MaskRCNN - An Overview¶

MaskRCNN is rather a complex model and the best way to understand it is through implementation. In subsequent tutorials I am going to step through implementing all aspects this model. Here, I will provide a brief overview of the model so that so you can see in one place how they all the components come together.

Fast(er) RCNN¶

The model presented in the MaskRCNN paper is actually a fairly simple extension of the FasterRCNN object detection model to turn it into an instance segmentation model. The complexity is due to the FasterRCNN model. MaskRCNN belongs to a family models that deal with the problem of identifying individual instances of objects by using two stage approach.
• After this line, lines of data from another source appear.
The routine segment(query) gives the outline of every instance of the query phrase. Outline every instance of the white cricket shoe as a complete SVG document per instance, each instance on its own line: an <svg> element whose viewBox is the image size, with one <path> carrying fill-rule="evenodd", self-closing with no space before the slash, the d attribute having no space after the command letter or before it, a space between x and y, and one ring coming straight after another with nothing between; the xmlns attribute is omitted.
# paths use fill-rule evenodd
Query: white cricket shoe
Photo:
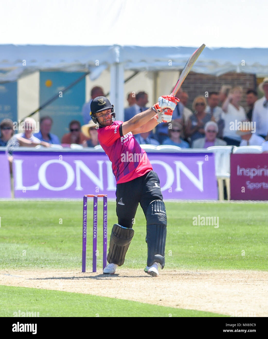
<svg viewBox="0 0 268 339"><path fill-rule="evenodd" d="M146 266L144 268L144 272L152 277L159 277L158 268L160 266L160 264L159 263L154 262L152 266Z"/></svg>
<svg viewBox="0 0 268 339"><path fill-rule="evenodd" d="M118 267L116 264L108 264L103 270L104 274L113 274Z"/></svg>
In the first stage we identify regions of interest within the image, known as region proposals. In the second stage we refine these regions of interest to output predicted bounding boxes (and possibly segmentation masks). for objects in the image. We also predict labels for the class of object within each bounding box.

The model consists of the following components

Backbone network
Region proposal network (RPN) which is stage 1
Detection network which is stage 2

Backbone network¶

Both of the stages share a common backbone network. The backbone network can be any architecture. For example in the Faster RCNN paper one of the architectures they tried was VGG-16. ResNet models are also popular backbones. The backbone architecture acts on the entire image and outputs a feature map which serves as the input to the region proposal network and the detection network.

Region proposal network¶

This takes as input the feature maps from the backbone network and has a pair of outputs:

A fixed number of bounding boxes for potential regions of interest (RoIs) across the image.
A probability for each bounding box of whether it contains an object,

To understand how this the model works, first we need to introduce the idea of anchor boxes. We can think of these as initial bounding boxes for locations all across the image. The model has to refine these to provide bounding boxes around potential RoIs across the image. Typically we have anchor boxes with different scales and aspect ratios to enable the model to learn to predict bounding boxes effectively for objects of different sizes and shapes.

Object detection network¶

The input for this stage are feature maps from the backbone and RoIs from the RPN. The goal of this stage is to classify the object in the RoI and refine the bounding boxes from the RPN, leading to the following two outputs:

Refined bounding boxes
Softmax probability for the class of the object within the bounding box

The RoIs are used to crop regions from the feature maps which are these passed through a network to provide the outputs. Since the cropped regions will have different sizes, the first step involves passing them through a pooling layer which uses a pooling method called RoIPooling which results in fixed size outputs.

RoIPooling¶

The crops are divided into a fixed number of blocks (with variable numbers of pixels for each RoI) and the pixels within each block are aggregated for example by max-pooling. This results in a fixed size feature map for each crop.